La goutte qui a cependant fait déborder le « réservoir » est la difficulté à recruter des employés. « Juste par exemple, l’an passé, j’étais en vacances en Gaspésie avec des amis pendant la semaine de relâche alors que cette année, je suis au poste et je travaillerai 56 heures parce que je manque de personnel », confie-t-il précisant faire habituellement 50 heures par semaine.

« Je quitte l’aventure, mais je demeurerai éternellement reconnaissant envers ceux et celles qui m’ont encouragé au cours de ces belles années », laisse entendre M. Saint-Laurent.

Au cours de ces 34 ans de services, M. Saint-Laurent raconte avoir été victime une fois d’un vol à main armée. « C’est arrivé à l’un de mes employés alors qu’un individu s’est présenté avec un couteau pour s’emparer du contenu du tiroir-caisse. C’était dans les premières années. Aussi, un autre avait fait un vol d’essence. Il avait couvert sa plaque d’immatriculation, mais les policiers l’avaient intercepté quelques minutes plus tard, d’abord pour cette raison, mais pour découvrir ensuite qu’il était le responsable du vol. »

M. Saint-Laurent entend prendre une pause de quelques mois et profiter de l’été pour faire du vélo tourisme. « Je suis trop jeune pour prendre ma retraite.
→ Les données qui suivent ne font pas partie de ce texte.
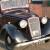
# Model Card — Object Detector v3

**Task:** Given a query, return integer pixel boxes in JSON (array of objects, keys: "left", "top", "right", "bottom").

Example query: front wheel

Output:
[{"left": 5, "top": 35, "right": 15, "bottom": 50}]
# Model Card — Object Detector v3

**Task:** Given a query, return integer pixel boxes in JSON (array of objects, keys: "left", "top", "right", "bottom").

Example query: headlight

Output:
[
  {"left": 41, "top": 17, "right": 48, "bottom": 24},
  {"left": 19, "top": 20, "right": 27, "bottom": 28}
]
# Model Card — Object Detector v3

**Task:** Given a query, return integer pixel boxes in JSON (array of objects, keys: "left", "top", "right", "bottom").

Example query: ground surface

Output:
[{"left": 0, "top": 41, "right": 50, "bottom": 50}]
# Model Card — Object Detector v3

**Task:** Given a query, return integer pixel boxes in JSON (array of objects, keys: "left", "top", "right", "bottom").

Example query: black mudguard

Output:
[
  {"left": 2, "top": 24, "right": 28, "bottom": 43},
  {"left": 41, "top": 19, "right": 50, "bottom": 36}
]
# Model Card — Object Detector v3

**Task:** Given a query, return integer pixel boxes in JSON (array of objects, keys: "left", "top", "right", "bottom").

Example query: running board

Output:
[{"left": 15, "top": 37, "right": 50, "bottom": 47}]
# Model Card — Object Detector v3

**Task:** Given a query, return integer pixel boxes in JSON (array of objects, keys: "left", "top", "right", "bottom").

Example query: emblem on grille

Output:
[{"left": 28, "top": 16, "right": 41, "bottom": 39}]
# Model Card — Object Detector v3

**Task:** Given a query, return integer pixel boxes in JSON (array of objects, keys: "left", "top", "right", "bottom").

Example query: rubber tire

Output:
[{"left": 5, "top": 35, "right": 15, "bottom": 50}]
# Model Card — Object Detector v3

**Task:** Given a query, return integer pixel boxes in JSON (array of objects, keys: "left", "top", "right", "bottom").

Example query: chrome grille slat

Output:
[{"left": 28, "top": 17, "right": 41, "bottom": 39}]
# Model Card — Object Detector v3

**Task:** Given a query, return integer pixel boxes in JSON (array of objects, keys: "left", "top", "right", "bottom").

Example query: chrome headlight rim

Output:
[
  {"left": 19, "top": 20, "right": 27, "bottom": 28},
  {"left": 41, "top": 17, "right": 48, "bottom": 24}
]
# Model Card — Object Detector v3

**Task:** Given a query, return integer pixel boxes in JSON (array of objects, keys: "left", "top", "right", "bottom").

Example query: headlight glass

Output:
[
  {"left": 41, "top": 17, "right": 48, "bottom": 24},
  {"left": 19, "top": 20, "right": 27, "bottom": 28}
]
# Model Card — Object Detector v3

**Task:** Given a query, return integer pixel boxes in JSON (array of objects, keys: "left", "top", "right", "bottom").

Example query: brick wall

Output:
[
  {"left": 30, "top": 4, "right": 42, "bottom": 17},
  {"left": 30, "top": 4, "right": 50, "bottom": 18}
]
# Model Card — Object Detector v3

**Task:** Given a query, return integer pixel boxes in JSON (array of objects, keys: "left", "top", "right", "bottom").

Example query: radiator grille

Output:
[{"left": 28, "top": 17, "right": 41, "bottom": 38}]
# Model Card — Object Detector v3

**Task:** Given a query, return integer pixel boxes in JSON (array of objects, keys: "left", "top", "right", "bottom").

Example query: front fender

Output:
[
  {"left": 2, "top": 24, "right": 28, "bottom": 43},
  {"left": 41, "top": 19, "right": 50, "bottom": 35}
]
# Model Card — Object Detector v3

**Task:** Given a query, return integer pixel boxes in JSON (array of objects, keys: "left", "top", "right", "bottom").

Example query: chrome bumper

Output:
[{"left": 15, "top": 36, "right": 50, "bottom": 47}]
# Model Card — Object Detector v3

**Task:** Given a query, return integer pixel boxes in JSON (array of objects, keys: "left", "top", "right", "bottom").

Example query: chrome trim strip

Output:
[{"left": 15, "top": 37, "right": 50, "bottom": 47}]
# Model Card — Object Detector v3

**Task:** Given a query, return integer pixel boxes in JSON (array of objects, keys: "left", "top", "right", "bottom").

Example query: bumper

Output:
[{"left": 15, "top": 36, "right": 50, "bottom": 47}]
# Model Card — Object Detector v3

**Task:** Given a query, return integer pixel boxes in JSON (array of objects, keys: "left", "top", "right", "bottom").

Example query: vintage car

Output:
[{"left": 0, "top": 0, "right": 50, "bottom": 50}]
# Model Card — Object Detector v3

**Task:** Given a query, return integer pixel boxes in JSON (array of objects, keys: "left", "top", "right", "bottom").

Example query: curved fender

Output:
[
  {"left": 41, "top": 20, "right": 50, "bottom": 35},
  {"left": 2, "top": 24, "right": 28, "bottom": 43}
]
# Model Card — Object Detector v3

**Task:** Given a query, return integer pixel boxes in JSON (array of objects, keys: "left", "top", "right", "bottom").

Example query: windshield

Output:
[{"left": 1, "top": 0, "right": 29, "bottom": 10}]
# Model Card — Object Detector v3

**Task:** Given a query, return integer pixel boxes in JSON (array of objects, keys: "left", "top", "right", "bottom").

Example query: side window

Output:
[{"left": 32, "top": 0, "right": 43, "bottom": 4}]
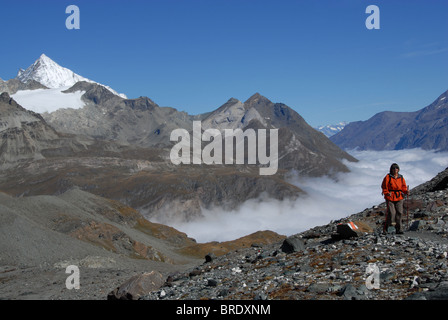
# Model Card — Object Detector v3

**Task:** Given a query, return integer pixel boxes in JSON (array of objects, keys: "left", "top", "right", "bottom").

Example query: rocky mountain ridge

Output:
[
  {"left": 2, "top": 55, "right": 356, "bottom": 180},
  {"left": 0, "top": 77, "right": 47, "bottom": 95},
  {"left": 45, "top": 81, "right": 197, "bottom": 149},
  {"left": 0, "top": 91, "right": 70, "bottom": 164},
  {"left": 0, "top": 84, "right": 356, "bottom": 223},
  {"left": 44, "top": 83, "right": 356, "bottom": 176},
  {"left": 0, "top": 91, "right": 147, "bottom": 166},
  {"left": 0, "top": 90, "right": 309, "bottom": 221}
]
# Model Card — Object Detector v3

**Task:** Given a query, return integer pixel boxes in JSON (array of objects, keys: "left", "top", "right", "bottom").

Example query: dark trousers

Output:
[{"left": 387, "top": 200, "right": 404, "bottom": 232}]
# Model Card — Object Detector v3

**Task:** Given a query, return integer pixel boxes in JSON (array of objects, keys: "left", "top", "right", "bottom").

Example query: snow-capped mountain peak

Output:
[
  {"left": 16, "top": 54, "right": 126, "bottom": 98},
  {"left": 17, "top": 54, "right": 86, "bottom": 89}
]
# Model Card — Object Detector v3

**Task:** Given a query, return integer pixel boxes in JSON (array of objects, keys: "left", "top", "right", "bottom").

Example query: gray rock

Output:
[
  {"left": 338, "top": 284, "right": 364, "bottom": 300},
  {"left": 380, "top": 270, "right": 396, "bottom": 281},
  {"left": 333, "top": 222, "right": 364, "bottom": 239},
  {"left": 108, "top": 271, "right": 165, "bottom": 300},
  {"left": 306, "top": 282, "right": 331, "bottom": 293},
  {"left": 254, "top": 292, "right": 268, "bottom": 300},
  {"left": 280, "top": 237, "right": 305, "bottom": 254},
  {"left": 207, "top": 279, "right": 218, "bottom": 287},
  {"left": 205, "top": 253, "right": 216, "bottom": 263},
  {"left": 410, "top": 220, "right": 426, "bottom": 231}
]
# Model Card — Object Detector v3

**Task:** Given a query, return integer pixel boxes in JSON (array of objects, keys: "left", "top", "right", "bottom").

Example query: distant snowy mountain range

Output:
[
  {"left": 8, "top": 54, "right": 446, "bottom": 152},
  {"left": 315, "top": 122, "right": 348, "bottom": 137},
  {"left": 1, "top": 53, "right": 349, "bottom": 135}
]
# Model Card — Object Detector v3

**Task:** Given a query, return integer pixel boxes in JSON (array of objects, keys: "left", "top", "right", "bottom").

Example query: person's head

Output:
[{"left": 389, "top": 163, "right": 400, "bottom": 175}]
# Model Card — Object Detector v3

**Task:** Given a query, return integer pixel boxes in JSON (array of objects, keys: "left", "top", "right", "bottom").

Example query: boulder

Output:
[
  {"left": 337, "top": 284, "right": 365, "bottom": 300},
  {"left": 107, "top": 271, "right": 165, "bottom": 300},
  {"left": 306, "top": 282, "right": 331, "bottom": 293},
  {"left": 409, "top": 220, "right": 426, "bottom": 231},
  {"left": 333, "top": 221, "right": 365, "bottom": 240},
  {"left": 280, "top": 236, "right": 305, "bottom": 254},
  {"left": 205, "top": 252, "right": 216, "bottom": 263}
]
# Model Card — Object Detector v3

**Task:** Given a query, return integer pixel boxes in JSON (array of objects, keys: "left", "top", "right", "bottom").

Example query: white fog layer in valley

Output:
[{"left": 161, "top": 149, "right": 448, "bottom": 243}]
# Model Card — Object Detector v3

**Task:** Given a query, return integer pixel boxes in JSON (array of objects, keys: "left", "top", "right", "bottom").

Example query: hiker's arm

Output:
[
  {"left": 381, "top": 177, "right": 390, "bottom": 196},
  {"left": 402, "top": 178, "right": 408, "bottom": 194}
]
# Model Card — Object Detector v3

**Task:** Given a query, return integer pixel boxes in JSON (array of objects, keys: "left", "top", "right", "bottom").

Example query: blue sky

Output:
[{"left": 1, "top": 0, "right": 447, "bottom": 127}]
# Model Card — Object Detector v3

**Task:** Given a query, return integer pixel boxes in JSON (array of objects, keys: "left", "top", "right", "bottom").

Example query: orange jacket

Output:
[{"left": 382, "top": 174, "right": 407, "bottom": 201}]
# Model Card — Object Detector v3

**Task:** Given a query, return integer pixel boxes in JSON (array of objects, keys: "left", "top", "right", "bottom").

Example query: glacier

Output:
[{"left": 11, "top": 86, "right": 86, "bottom": 114}]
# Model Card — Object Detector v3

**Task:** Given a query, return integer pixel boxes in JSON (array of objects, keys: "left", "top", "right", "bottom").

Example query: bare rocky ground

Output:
[
  {"left": 0, "top": 188, "right": 283, "bottom": 300},
  {"left": 0, "top": 259, "right": 195, "bottom": 300},
  {"left": 1, "top": 168, "right": 447, "bottom": 300},
  {"left": 141, "top": 230, "right": 448, "bottom": 301},
  {"left": 0, "top": 187, "right": 203, "bottom": 300}
]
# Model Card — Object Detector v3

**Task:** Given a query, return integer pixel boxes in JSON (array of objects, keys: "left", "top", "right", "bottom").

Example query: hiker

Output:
[{"left": 381, "top": 163, "right": 408, "bottom": 234}]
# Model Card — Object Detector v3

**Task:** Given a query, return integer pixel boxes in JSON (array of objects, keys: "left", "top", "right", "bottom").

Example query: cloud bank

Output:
[{"left": 166, "top": 149, "right": 448, "bottom": 243}]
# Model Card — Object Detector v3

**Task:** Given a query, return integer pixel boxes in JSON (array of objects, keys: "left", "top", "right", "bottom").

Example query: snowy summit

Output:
[
  {"left": 9, "top": 54, "right": 127, "bottom": 114},
  {"left": 17, "top": 54, "right": 88, "bottom": 89},
  {"left": 16, "top": 54, "right": 126, "bottom": 98}
]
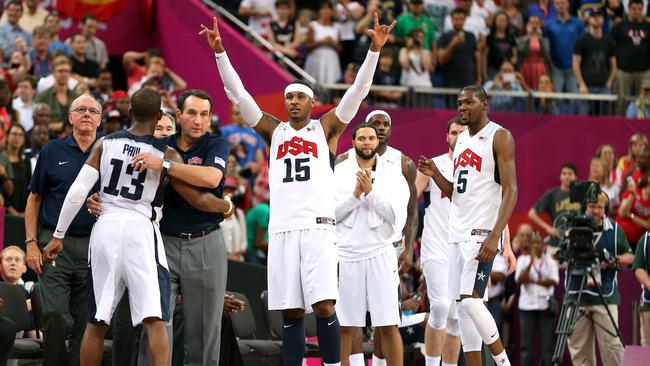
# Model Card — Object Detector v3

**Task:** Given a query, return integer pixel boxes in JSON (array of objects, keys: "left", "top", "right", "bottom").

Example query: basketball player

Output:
[
  {"left": 201, "top": 13, "right": 394, "bottom": 366},
  {"left": 418, "top": 85, "right": 517, "bottom": 366},
  {"left": 335, "top": 110, "right": 418, "bottom": 366},
  {"left": 334, "top": 123, "right": 408, "bottom": 366},
  {"left": 415, "top": 116, "right": 466, "bottom": 366},
  {"left": 41, "top": 88, "right": 233, "bottom": 366}
]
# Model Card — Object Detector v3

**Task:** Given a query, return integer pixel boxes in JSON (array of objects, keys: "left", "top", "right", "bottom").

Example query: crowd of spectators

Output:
[{"left": 237, "top": 0, "right": 650, "bottom": 116}]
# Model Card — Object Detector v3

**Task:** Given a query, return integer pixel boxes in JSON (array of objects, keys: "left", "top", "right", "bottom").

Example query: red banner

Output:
[{"left": 56, "top": 0, "right": 126, "bottom": 22}]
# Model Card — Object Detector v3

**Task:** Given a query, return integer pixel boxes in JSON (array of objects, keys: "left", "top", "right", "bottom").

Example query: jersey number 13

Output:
[{"left": 103, "top": 158, "right": 147, "bottom": 200}]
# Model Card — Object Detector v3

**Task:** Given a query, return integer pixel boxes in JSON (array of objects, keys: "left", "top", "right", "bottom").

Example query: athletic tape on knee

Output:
[
  {"left": 457, "top": 301, "right": 482, "bottom": 352},
  {"left": 460, "top": 298, "right": 499, "bottom": 345},
  {"left": 446, "top": 300, "right": 460, "bottom": 337},
  {"left": 428, "top": 301, "right": 450, "bottom": 330}
]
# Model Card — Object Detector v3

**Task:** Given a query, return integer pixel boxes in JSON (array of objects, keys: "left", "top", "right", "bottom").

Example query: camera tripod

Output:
[{"left": 551, "top": 265, "right": 624, "bottom": 365}]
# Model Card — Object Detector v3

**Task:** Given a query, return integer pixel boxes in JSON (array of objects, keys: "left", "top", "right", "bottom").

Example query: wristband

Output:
[{"left": 25, "top": 238, "right": 37, "bottom": 246}]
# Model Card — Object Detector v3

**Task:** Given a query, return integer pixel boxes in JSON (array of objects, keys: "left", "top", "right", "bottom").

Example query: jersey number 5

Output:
[
  {"left": 103, "top": 158, "right": 146, "bottom": 200},
  {"left": 456, "top": 169, "right": 468, "bottom": 194},
  {"left": 282, "top": 158, "right": 310, "bottom": 182}
]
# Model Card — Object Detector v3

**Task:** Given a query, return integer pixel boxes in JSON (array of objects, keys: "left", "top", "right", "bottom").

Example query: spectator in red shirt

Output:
[{"left": 618, "top": 172, "right": 650, "bottom": 248}]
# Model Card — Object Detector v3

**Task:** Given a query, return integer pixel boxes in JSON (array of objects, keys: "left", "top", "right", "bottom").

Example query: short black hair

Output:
[
  {"left": 142, "top": 77, "right": 162, "bottom": 90},
  {"left": 276, "top": 0, "right": 291, "bottom": 7},
  {"left": 147, "top": 48, "right": 163, "bottom": 58},
  {"left": 6, "top": 1, "right": 22, "bottom": 10},
  {"left": 81, "top": 13, "right": 97, "bottom": 24},
  {"left": 70, "top": 33, "right": 87, "bottom": 44},
  {"left": 16, "top": 74, "right": 37, "bottom": 89},
  {"left": 561, "top": 162, "right": 578, "bottom": 175},
  {"left": 630, "top": 0, "right": 644, "bottom": 6},
  {"left": 289, "top": 79, "right": 314, "bottom": 90},
  {"left": 130, "top": 88, "right": 161, "bottom": 121},
  {"left": 446, "top": 116, "right": 461, "bottom": 133},
  {"left": 177, "top": 89, "right": 213, "bottom": 112},
  {"left": 352, "top": 122, "right": 378, "bottom": 140},
  {"left": 450, "top": 7, "right": 468, "bottom": 17},
  {"left": 460, "top": 85, "right": 488, "bottom": 101},
  {"left": 98, "top": 68, "right": 112, "bottom": 76}
]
J’envisage éventuellement de me trouver un petit boulot de 40 heures par semaine quelque part dans la région. »

Bien connu comme pompiste, Gaby Saint-Laurent s’est également impliqué dans sa communauté au fil des ans, notamment dans le Club auto-neige des Bois-Francs.

Quant à l’avenir de la station, M. Saint-Laurent croit que ce n’est pas l’intention de la compagnie de l’offrir à un nouveau locataire et qu’elle pourrait être tentée de la fermer étant donné que les infrastructures sont vieillissantes, mais là tout n’est encore que spéculation. Toutefois, le système automatisé de diesel demeurera fonctionnel pour les membres, surtout des entrepreneurs, qui pourront continuer à utiliser le service.